“Things move fast,” says Josh Charnley, and this time he’s not just talking about himself. Instead, he’s reflecting on a journey that has unfolded with the same electric pace he brings to his game. One that has taken him to Wembley Stadium for this Saturday’s Challenge Cup final, from playing a completely different sport five months ago.
We’re sitting in the stands of the Halliwell Jones Stadium, the unprepossessing home of Warrington Wolves. A tough training session is just drawing to a close, and a kicking challenge is now taking place on the field. All around, the comforting sights and sounds of a familiar game. Charnley has only been a Warrington player for five months, but already these four stands, and the memories entombed within them, are beginning to feel like home.
Rugby league runs out of the hot and cold taps in this town, and on Saturday tens of thousands will migrate south on coaches and trains, bedecked in primrose and blue, in the hope of seeing the Wire’s first silverware since 2012. “We’ve definitely got the best travelling crowd,” Charnley says approvingly. “They’re passionate about their rugby here, and it shows in the numbers that turn out each week. When I played here for Wigan, they were always on my back, giving me abuse. But now it gives you a lift.”
There’s no bitterness from Charnley at the way things turned out for him in rugby union, having joined Sale Sharks in 2016 with dreams of making it big in the 15-man game. But you certainly don’t get the sense that he has any regrets about his time there, or that he feels like he failed. On the contrary: by the end of his spell at Sale, he believes he had finally cracked the code.
“I really enjoyed it,” he says now. “I just didn’t get game time. If you play, you’re learning. Sale helped me as much as they could, but it was just competition in the team. My last game I played for them, I thought I did really well. I didn’t want to leave without doing what I set out to do. So I was happy with myself.”
What were the main differences between the two codes? “Everything,” he says. “From positioning, plays on the field, the moves. There’s a lot of scrumming, a lot of ball off the field, a lot of waiting around. The only thing the same is the shape of the ball. That’s about it.”

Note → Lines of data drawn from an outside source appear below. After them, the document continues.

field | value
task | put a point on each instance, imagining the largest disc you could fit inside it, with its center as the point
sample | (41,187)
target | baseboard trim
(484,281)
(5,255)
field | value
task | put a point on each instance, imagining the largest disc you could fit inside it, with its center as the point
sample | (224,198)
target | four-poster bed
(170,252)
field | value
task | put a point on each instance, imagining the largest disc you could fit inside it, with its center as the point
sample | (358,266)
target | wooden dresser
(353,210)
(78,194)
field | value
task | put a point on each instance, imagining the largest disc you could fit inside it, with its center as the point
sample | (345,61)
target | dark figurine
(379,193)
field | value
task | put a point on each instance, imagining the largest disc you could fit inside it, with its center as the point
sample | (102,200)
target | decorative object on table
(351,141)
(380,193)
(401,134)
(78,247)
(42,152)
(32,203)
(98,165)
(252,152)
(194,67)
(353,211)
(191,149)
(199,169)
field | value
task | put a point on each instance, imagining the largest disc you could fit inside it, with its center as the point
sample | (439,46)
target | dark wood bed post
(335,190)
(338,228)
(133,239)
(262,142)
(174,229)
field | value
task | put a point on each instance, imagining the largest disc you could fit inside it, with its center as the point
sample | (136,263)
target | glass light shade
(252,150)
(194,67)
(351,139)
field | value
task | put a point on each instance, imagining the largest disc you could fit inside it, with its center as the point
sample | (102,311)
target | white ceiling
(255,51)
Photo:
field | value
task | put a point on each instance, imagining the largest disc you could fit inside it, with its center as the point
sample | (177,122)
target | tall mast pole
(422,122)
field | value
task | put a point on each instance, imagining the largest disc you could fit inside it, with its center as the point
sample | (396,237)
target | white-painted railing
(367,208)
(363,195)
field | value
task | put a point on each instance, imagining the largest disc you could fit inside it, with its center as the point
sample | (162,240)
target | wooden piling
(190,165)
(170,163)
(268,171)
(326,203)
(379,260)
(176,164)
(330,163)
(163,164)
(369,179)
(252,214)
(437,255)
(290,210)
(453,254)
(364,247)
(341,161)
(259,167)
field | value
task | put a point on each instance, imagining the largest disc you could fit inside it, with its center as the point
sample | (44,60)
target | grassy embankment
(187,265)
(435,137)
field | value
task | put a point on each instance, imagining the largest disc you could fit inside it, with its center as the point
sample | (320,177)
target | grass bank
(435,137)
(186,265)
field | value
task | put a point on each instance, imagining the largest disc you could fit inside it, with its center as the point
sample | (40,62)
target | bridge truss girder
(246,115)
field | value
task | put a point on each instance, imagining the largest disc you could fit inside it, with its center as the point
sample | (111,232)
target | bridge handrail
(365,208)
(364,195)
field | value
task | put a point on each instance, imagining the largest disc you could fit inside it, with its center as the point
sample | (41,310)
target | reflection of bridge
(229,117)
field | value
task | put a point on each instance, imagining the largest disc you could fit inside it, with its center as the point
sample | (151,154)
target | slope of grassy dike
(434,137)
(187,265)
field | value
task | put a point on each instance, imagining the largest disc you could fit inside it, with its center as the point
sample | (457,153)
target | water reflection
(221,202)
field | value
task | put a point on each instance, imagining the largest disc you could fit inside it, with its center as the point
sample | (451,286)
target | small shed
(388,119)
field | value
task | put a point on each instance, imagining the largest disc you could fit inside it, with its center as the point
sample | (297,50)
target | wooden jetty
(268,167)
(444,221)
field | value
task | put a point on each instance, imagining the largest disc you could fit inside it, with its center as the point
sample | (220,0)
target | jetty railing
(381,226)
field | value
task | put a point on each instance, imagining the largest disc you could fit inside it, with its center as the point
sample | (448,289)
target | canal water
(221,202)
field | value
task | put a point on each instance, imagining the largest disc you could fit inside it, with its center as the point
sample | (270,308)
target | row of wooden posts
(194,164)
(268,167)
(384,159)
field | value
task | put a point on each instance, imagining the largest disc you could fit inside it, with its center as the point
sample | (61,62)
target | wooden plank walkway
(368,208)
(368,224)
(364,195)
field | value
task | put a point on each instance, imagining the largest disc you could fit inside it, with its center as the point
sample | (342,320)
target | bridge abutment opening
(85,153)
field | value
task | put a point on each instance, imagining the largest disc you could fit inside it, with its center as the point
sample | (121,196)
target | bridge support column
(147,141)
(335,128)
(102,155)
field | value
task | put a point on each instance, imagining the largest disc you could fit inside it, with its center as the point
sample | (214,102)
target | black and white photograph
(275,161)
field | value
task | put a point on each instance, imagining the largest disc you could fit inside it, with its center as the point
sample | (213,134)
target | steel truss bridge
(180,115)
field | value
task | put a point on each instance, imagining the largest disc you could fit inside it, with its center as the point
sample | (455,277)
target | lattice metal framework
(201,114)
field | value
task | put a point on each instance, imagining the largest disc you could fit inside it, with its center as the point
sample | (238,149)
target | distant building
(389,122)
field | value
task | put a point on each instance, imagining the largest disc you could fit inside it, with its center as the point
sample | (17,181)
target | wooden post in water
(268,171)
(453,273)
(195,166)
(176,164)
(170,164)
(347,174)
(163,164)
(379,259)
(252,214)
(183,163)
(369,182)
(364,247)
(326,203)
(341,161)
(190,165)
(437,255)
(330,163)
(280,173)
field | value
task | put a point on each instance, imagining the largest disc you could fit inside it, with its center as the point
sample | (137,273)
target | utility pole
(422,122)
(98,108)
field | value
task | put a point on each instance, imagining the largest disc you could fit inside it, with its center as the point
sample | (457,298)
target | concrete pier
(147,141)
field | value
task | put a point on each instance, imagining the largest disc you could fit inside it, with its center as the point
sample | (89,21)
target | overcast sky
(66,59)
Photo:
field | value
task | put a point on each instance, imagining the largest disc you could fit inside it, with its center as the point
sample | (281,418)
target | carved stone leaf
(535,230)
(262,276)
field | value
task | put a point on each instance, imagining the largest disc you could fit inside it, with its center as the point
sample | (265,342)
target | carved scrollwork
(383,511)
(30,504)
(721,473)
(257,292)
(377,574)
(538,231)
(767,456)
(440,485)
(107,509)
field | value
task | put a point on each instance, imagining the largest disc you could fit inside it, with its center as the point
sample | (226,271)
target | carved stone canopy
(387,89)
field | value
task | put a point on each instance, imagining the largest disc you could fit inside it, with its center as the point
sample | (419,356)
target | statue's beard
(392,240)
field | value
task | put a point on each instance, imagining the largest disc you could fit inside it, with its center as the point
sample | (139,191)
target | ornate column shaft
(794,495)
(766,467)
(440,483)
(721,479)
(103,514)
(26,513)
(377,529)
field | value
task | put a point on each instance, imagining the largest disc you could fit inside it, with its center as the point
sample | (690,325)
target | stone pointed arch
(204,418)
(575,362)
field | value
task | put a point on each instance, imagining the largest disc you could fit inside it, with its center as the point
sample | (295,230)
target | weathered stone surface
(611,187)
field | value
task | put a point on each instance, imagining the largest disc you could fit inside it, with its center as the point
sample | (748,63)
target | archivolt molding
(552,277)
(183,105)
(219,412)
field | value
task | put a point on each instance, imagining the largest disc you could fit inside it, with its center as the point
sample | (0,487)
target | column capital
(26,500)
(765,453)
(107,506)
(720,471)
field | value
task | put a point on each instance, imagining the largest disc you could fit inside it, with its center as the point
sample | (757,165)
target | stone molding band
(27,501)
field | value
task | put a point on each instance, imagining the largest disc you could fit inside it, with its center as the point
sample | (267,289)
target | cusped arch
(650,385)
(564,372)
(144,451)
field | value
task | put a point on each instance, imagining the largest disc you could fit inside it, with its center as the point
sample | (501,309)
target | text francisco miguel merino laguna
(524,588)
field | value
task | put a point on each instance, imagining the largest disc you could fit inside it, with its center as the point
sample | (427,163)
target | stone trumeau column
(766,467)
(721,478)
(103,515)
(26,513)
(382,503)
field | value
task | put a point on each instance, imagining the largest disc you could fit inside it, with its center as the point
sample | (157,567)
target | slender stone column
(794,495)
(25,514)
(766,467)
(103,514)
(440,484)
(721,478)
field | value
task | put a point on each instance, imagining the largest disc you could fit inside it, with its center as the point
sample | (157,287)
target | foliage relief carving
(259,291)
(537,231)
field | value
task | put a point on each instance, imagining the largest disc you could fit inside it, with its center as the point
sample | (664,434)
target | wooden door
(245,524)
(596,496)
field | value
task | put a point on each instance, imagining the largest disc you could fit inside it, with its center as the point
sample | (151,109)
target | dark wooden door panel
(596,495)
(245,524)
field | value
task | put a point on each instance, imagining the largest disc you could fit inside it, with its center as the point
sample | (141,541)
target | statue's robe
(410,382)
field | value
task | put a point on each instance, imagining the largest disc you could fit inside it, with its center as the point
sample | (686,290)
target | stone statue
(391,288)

Ultimately, Charnley put everything into making it as a Premiership regular, perhaps even pushing for international honours. But with little kicking game to speak of, and competing for a spot in the back line against international players like Marland Yarde, Denny Solomona and Byron McGuigan, it was always going to be a tough gig.
There was no great sulk, nor any grand escape plan. But when Warrington offered him a route back to the game he had been playing since he was six years old, something chimed inside him. He signed the contract with barely a second thought. “It was all within a week,” he says. “It were that quick.” In a way, Charnley has always plotted his career the same way he plots his way down the wing: one move at a time, never looking too far ahead, and seizing an opportunity when it presents itself.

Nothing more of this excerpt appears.